Case example: pain and fatigue in multiple sclerosis – 1: The AB design and its variants
In all AB designs, the A phase represents baseline measurement (a period of no intervention), whilst the B phase represents the introduction of an intervention.
The AB design
In this approach, the simplest way of systematically examining treatment outcomes, a period of baseline measurement is followed by introduction of the treatment, and is really little different from what goes on in clinical practice. We observe patient problems and respond. The crucial distinction, from a research point of view, is that both the observation and the response are quantified. As we can see from Figure 19.1, the patient has measured her perception of pain on a regular basis, both before the introduction of relaxation exercises and during a period when these exercises have been practised on a regular basis. From the graphs, we infer that improvement has occurred.
Figure 19.1 |
The ABA design
Tempting as it is to infer improvement from the graph in Figure 19.1, this inference is oversimple, since the AB design, like the before–after design in group experimental designs, is vulnerable to maturation effects (physical or psychological changes as a result of time) and extraneous environmental effects over time. These effects confound our ability to attribute causation to the independent variable in both SCEDs and repeated measures group designs, and have led in the past to inflated estimates of treatment effectiveness. In the case of the multiple sclerosis patient, the improvement in pain might have been caused by a change in medication or the fact that multiple sclerosis is variable in its course, rather than as a result of relaxation exercises. However, it is relatively simple to test these propositions by the introduction of a further A phase – a return to baseline, during which relaxation is not practised (Fig. 19.2). One shortcoming here is that, for some interventions, return to baseline is not possible. For example, if we offer information, it is, by and large, not possible to ask a person to forget consciously that information.
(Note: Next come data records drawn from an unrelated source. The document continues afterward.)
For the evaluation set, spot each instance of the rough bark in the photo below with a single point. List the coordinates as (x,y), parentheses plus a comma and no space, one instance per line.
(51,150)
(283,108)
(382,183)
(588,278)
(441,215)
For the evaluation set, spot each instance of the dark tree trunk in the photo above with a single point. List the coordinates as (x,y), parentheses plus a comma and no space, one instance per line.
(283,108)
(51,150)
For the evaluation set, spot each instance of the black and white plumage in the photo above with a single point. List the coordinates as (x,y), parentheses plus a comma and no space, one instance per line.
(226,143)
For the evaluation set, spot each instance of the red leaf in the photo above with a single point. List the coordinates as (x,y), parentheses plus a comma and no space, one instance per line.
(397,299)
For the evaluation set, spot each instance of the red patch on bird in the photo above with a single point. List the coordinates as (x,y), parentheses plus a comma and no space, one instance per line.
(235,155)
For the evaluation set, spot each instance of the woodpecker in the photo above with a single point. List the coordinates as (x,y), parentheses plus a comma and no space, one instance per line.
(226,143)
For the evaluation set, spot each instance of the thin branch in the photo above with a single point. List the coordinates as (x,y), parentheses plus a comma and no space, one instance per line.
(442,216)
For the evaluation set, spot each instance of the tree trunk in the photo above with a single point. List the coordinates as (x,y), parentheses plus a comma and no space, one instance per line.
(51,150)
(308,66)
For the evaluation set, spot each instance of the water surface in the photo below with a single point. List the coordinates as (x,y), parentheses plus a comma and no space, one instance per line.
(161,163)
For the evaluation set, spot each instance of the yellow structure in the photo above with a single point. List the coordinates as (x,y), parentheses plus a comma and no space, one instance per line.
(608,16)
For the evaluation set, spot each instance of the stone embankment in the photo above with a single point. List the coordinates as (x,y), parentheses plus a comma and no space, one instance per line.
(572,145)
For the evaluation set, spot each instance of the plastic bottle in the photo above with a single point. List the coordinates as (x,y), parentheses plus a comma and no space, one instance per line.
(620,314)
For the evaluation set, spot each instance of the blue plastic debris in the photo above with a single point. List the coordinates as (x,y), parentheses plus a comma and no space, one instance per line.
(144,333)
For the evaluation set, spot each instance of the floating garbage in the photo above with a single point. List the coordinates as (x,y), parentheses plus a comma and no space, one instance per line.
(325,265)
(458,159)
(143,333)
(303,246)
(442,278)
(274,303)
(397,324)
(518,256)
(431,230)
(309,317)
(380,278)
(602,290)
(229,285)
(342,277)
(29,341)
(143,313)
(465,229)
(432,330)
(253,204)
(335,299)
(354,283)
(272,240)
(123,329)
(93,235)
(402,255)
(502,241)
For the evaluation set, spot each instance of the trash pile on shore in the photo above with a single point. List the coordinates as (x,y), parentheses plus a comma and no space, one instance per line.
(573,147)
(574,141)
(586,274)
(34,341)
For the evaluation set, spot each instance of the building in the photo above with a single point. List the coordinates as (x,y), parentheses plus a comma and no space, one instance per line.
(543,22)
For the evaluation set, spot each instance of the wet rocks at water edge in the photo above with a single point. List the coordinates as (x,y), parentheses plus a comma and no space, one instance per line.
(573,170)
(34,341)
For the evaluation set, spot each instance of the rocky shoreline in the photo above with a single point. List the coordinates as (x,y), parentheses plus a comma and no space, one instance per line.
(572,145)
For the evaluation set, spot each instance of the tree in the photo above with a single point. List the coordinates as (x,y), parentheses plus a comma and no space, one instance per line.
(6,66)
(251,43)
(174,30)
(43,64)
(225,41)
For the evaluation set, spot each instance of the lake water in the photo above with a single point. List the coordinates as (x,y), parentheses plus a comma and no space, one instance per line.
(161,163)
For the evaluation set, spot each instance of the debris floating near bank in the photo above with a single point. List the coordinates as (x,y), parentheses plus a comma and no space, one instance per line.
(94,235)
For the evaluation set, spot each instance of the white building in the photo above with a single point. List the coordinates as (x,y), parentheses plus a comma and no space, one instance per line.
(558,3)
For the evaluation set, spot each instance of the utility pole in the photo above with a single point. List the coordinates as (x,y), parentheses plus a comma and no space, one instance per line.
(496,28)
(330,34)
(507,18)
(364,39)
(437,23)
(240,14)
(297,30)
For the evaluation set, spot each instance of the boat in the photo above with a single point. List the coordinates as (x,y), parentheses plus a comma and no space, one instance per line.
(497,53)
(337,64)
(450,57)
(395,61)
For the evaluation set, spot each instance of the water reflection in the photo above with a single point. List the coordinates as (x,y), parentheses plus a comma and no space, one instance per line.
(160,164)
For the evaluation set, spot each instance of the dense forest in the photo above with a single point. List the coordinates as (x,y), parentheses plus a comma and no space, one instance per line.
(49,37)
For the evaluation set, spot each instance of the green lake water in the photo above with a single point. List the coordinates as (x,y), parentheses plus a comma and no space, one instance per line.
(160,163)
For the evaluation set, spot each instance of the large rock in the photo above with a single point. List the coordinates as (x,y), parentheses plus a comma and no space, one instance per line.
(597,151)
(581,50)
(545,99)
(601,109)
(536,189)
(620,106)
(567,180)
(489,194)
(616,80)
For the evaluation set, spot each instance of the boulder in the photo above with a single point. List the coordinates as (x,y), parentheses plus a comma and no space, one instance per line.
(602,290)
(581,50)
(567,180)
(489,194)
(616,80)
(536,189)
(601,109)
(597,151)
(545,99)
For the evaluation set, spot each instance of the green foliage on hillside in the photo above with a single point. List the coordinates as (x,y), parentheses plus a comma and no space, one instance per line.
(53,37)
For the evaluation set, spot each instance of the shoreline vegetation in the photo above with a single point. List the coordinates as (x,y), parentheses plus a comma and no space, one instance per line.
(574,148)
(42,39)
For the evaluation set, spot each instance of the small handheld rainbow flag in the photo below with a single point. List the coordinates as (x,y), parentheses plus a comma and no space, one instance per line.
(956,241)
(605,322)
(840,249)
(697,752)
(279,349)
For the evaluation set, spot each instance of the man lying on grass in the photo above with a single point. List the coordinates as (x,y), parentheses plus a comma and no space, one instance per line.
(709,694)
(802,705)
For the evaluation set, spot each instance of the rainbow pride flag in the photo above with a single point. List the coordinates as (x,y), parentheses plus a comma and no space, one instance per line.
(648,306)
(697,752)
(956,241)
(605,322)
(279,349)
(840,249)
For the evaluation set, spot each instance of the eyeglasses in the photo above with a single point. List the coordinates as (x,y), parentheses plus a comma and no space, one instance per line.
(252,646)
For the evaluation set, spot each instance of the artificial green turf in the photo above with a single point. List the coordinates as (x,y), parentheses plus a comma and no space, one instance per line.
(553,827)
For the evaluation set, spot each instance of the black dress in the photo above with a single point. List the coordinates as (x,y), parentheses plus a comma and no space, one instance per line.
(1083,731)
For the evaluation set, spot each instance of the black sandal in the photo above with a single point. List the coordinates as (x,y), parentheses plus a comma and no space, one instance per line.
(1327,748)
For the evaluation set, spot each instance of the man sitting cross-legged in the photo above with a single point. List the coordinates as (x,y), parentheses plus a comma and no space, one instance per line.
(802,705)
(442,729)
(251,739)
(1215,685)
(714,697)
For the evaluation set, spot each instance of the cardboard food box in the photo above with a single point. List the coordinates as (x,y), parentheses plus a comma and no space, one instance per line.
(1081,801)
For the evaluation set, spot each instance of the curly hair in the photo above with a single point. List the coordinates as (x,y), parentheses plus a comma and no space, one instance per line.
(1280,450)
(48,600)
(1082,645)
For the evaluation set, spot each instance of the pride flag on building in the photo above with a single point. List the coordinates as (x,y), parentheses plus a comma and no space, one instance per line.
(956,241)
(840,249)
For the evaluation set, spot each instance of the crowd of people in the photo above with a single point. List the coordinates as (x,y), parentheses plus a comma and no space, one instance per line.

However, if an intervention requires continuing input (as is often the case in long-term illness, for example), then a return to baseline is a powerful way of increasing our confidence in the internal validity of the study.
Figure 19.2 |
The ABAB design
In the above example, the patient’s improvement has not been maintained following return to baseline. It is sometimes argued that it is unethical to use return to baseline for this reason, but this argument is difficult to sustain, since it is important that clinicians know whether a treatment is in fact the cause of changes in the patient’s status. If it is not, and the patient continues to undertake the intervention, that is a waste of their time and effort, and therefore is itself unethical. However, if the patient does not maintain gains during the return to baseline, this is evidence for the effectiveness of the intervention, and it would, in this case, be unethical to leave the patient at the return to baseline phase. In SCEDs, the design modification reflects what we would probably do in clinical practice – we reintroduce the treatment phase, resulting in an ABAB design (Fig. 19.3).